環境省の最新鳥類レッドリスト(2012年版)タカ目タカ科では、絶滅種が1種、絶滅危惧ⅠAが1種、三番目の絶滅危惧ⅠBが5種、四番目の絶滅危惧Ⅱ種が3種(オジロワシ、オオワシ、サシバ)、五番目の準絶滅危惧が4種となっています。・・・上がチュウヒ下がカラス
このうち近所の公園で見ることができるのは、チュウヒ、ミサゴ、オオタカ、ハイタカなどですが、チュウヒが絶滅危惧ⅠB、ミサゴ以下3種が準絶滅危惧に指定されています。
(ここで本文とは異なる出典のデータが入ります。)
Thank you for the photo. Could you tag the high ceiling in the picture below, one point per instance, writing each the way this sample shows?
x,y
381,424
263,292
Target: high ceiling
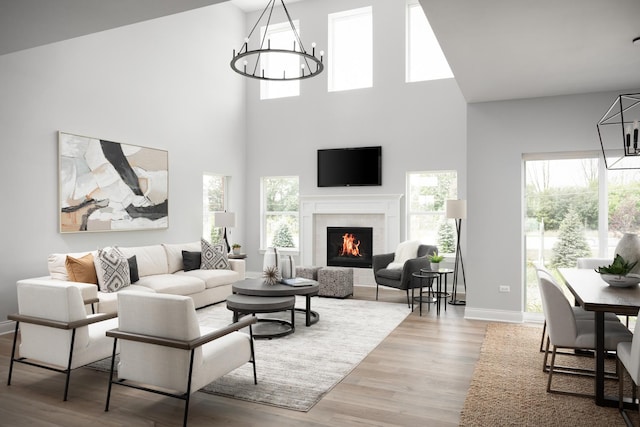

・・・上がチュウヒ下がカラス
環境省の鳥類レッドリストで、オジロワシなどよりも絶滅が危惧されている希少な野鳥を大阪市内で観察できることは、バーダーにとって有難いことです。
チュウヒの国内繁殖つがい数は約90、大陸から飛来する越冬期個体数は 300~450羽と推定(環境省 2014年の調査)されているので、チュウヒがタカ科の中でも希少な保護対象であることは間違いないでしょう。
日本で繁殖するタカ類は、樹木などの高所に営巣しますが、チュウヒは主にヨシ原など草地に巣を作ることが知られています。
チュウヒの個体数の激減は、生息地の開発が要因と考えられていて、最近では大規模太陽光発電(メガソーラー)の開発が新たな脅威となっているようです。
さて、チュウヒは、翼の面積に対して体重が軽いことから、飛行の際に翼を浅いV字型とし、風を捕まえながら低空を飛行(帆翔と呼ぶ)、魚類、両生類、爬虫類、鳥類、小型哺乳類等を捕食することが知られています。
このような翼のV字型は、揚力が低下する低速での飛行の際に、体のバランスを保つのに役立っていると考えられ、遠くからでもチュウヒであることを確認することができます。
同じタカ科の野鳥が高所から狙いを定めて獲物を捕まえるのに対し、チュウヒは目と耳を使って高度1~5mくらいの低空で獲物を探し、急降下して獲物を捕まえる狩りを得意としています。
また、チュウヒの風切羽の表面は、フクロウ類のようにやわからで、低空を帆翔する時の消音に役だっているようです。